The base is a little cheap-looking, but the idea of using the Roto-zip as a router is an interesting one. Anybody ever use one of these for routing? If so, what did you use it for? 

- Toolfreak


----------



## JamesEMc (Nov 4, 2004)

I'd use every caution and wouldn't try any real hard wood or deep cuts - and remember what Norm says - RTB

Let us know how it works for you.


----------



## reible (Sep 10, 2004)

Toolfreak said:


> I have the Sears-Craftsman version of a Roto-zip tool (like the kind dry-wallers use to cut out around electrical boxes). It came with a plunge router base that you simply slide the Roto-zip into and use like a router. Interestingly, the base also tilts for cutting on a bevel.
> 
> The base is a little cheap-looking, but the idea of using the Roto-zip as a router is an interesting one. Anybody ever use one of these for routing? If so, what did you use it for?
> 
> - Toolfreak


 I have a Roto-zip, actual 2 of them. I got the first when they were running all the TV ads some years ago.... it was under powered for wood but did do nice with the drywall I was working with. It also got hot when you used it a lot. Some years later they increased the power by about 4X had the 1/4" collet and a side handle so I got another one. I don't recall the amps but I think it is near 5 which is getting in the range of a router. I got the plunge base, circle guide and an attachment that hooks up to a vacuum too.
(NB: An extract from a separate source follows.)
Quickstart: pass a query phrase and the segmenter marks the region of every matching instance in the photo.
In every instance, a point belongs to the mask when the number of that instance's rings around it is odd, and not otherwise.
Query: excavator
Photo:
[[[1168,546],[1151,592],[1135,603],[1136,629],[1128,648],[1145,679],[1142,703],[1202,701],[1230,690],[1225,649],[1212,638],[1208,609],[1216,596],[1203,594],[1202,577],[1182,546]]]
I have used the plunge base to do some free hand lettering and thru-the-wood lettering. I've played with as a small router with some small trim pieces and was not all that happy with it. The trouble is that it is to light weight.... they make them light because of the drywall work in the horz. direction but when routing I like a bit more heft. 

See:
www.routerforums.com/showthread.php?t=444
for a bit more information.

Now I don't have the sears one you have so I can not speak for it, maybe you would find it more useful as a router or maybe it is more of a router?? I would say give it a try and let us know what you think.....

Ed


----------